Tosiu a jakbyś odwrotnie z hortkami te róże posadziła? To zn. bliżej płotu hortusie a przed nimi róże? Na pewno Ci hortusie róże zasłonią i to już w tym roku...
Kulki na nóżce zamiast róż będą doskonale wyglądać
To prawda z tym kulkowaniem...moja ostatnia też najszybciej i najlepiej wyszła...
Kasiu już nic nie będę poprawiać Co "poprawię" to gorzej
Na różach aż tak bardzo mi nie zależy, znalazłam im "dziurę" to niech siedzą a hortki priorytetem są i zgodnie z projektem (czyli z prawem) tam siedzą
Pewnie Danusia w projekcie tą "dziurę" to dla rozrostu hortensji obliczyła, a ja tam Chopiny wepchałam.
No jak ta żaba
Myślisz, że z tych niewielkich patyków będą już, w tym roku wielkie hortensje????
To ja nie mam takiej świadomości, wydawało mi się, że jeszcze trochę będą "dziećmi"

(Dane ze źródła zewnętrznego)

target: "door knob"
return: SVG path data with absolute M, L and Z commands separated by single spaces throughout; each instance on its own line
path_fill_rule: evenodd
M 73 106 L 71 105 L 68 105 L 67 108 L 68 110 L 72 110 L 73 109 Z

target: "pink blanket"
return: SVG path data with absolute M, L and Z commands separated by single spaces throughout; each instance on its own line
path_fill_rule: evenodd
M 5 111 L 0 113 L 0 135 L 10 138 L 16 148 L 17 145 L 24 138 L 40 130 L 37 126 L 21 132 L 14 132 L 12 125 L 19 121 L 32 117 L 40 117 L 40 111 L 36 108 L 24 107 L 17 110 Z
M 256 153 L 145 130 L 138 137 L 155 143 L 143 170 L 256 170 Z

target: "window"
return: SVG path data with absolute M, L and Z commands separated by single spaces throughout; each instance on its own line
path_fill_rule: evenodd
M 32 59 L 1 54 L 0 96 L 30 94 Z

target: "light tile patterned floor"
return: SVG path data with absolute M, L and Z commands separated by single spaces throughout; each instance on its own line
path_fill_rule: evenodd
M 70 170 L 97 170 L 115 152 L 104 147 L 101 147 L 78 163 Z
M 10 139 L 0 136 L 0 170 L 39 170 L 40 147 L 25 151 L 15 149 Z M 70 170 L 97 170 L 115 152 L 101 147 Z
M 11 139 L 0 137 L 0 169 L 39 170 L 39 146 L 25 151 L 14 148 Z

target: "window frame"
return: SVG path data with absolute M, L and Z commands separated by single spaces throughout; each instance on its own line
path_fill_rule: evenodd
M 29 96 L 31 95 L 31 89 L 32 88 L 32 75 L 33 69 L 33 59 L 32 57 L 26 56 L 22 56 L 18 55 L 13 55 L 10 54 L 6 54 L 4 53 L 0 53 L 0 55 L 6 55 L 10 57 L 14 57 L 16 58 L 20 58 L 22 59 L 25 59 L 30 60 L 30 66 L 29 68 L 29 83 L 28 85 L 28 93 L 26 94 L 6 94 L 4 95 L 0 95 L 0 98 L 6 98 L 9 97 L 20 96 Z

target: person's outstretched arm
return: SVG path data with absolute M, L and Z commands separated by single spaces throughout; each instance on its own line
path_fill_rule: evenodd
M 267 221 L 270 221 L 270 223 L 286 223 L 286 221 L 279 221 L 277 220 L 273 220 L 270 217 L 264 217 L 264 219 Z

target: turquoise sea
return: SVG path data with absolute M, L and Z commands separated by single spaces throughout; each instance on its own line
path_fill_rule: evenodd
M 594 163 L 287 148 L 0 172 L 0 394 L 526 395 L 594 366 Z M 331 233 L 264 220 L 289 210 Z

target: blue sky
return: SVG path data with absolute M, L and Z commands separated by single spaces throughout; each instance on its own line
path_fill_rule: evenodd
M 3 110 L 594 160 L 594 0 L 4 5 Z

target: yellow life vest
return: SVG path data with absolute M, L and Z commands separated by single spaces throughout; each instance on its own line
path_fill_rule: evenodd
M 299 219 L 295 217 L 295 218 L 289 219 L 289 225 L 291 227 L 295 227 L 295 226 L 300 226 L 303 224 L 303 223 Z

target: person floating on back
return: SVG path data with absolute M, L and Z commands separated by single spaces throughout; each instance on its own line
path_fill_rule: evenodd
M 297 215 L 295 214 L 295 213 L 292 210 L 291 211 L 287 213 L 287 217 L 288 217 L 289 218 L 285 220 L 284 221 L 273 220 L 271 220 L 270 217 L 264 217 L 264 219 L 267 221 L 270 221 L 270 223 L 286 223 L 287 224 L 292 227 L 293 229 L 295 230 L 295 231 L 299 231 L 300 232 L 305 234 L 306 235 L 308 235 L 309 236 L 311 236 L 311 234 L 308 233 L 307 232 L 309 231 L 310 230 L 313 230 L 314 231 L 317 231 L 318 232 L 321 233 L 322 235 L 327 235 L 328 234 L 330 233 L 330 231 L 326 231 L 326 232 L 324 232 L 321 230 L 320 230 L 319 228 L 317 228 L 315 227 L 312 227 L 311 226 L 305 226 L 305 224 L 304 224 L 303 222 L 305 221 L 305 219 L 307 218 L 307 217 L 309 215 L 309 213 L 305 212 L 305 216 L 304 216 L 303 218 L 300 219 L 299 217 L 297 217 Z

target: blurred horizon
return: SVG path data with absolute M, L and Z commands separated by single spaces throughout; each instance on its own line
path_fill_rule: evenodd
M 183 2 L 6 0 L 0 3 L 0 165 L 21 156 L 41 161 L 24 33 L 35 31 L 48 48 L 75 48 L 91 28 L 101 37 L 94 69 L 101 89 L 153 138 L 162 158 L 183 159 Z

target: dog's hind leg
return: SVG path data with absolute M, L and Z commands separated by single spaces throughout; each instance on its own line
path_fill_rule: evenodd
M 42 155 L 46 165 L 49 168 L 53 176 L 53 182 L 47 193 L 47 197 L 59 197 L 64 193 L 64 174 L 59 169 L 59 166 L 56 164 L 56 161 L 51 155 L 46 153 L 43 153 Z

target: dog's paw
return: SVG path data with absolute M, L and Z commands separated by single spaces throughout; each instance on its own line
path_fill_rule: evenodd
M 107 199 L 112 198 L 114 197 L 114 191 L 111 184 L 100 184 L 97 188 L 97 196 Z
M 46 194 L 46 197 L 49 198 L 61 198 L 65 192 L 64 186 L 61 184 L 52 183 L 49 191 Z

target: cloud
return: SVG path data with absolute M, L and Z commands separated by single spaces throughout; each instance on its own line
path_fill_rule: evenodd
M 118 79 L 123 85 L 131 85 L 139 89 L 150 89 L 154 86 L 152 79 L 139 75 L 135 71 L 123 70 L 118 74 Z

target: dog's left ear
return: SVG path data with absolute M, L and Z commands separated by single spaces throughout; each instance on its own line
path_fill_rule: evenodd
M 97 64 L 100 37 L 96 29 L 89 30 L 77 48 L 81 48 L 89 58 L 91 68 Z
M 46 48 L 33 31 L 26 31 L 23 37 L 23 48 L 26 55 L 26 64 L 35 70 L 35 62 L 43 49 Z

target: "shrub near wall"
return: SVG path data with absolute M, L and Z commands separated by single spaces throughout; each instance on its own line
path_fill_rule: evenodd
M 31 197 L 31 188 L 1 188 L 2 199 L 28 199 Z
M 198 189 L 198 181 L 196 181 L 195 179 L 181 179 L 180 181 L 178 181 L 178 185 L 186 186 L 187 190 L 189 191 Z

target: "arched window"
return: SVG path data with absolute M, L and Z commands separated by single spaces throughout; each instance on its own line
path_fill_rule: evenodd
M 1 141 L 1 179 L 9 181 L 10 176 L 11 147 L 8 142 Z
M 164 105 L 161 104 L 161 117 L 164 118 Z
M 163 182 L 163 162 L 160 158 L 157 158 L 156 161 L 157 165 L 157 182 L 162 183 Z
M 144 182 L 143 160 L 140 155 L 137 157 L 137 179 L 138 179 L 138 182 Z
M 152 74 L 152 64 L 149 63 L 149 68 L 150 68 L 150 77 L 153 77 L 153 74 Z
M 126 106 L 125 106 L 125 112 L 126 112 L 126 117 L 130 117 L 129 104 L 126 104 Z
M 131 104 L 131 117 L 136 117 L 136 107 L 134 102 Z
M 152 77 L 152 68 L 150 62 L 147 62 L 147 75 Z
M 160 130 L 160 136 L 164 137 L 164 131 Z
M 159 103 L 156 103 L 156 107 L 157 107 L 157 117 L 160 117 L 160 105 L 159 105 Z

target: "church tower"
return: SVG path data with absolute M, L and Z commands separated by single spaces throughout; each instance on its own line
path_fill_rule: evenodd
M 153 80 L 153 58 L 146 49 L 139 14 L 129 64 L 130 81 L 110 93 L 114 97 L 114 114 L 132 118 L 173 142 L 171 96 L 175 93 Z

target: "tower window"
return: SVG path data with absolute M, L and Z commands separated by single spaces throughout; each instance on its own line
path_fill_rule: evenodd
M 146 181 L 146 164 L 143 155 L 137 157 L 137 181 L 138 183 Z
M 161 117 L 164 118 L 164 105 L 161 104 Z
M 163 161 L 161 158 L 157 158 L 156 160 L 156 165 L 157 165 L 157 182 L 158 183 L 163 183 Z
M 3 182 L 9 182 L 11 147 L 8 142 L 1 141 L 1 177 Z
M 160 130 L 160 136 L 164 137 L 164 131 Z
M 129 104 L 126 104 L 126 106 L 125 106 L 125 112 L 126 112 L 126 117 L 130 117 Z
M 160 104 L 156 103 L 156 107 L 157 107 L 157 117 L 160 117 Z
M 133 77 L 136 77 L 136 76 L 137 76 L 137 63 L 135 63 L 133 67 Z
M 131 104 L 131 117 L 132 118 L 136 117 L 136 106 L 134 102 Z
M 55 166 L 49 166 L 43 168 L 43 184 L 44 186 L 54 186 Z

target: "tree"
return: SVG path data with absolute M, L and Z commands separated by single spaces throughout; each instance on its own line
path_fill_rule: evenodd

Trochę przesadzasz tym moim wykonastwem. Wszystko robione metodą prób i błędów ale wiem z własnego doświadczenia że niedługo bedziesz likwidowała połączenia kamyków z korą. Uważam że czyszczenie kamyków z kory to syzyfowa praca. Miałam takie połaczenia i szybko z nich rezygnowalam.Poza tym u mnie kosy bardzo rozrabiają i rozgrzebywały mi korę i syfily mi strasznie.Teraz wygrałam z nimi tę walkę wysypująć wszystko kamykami.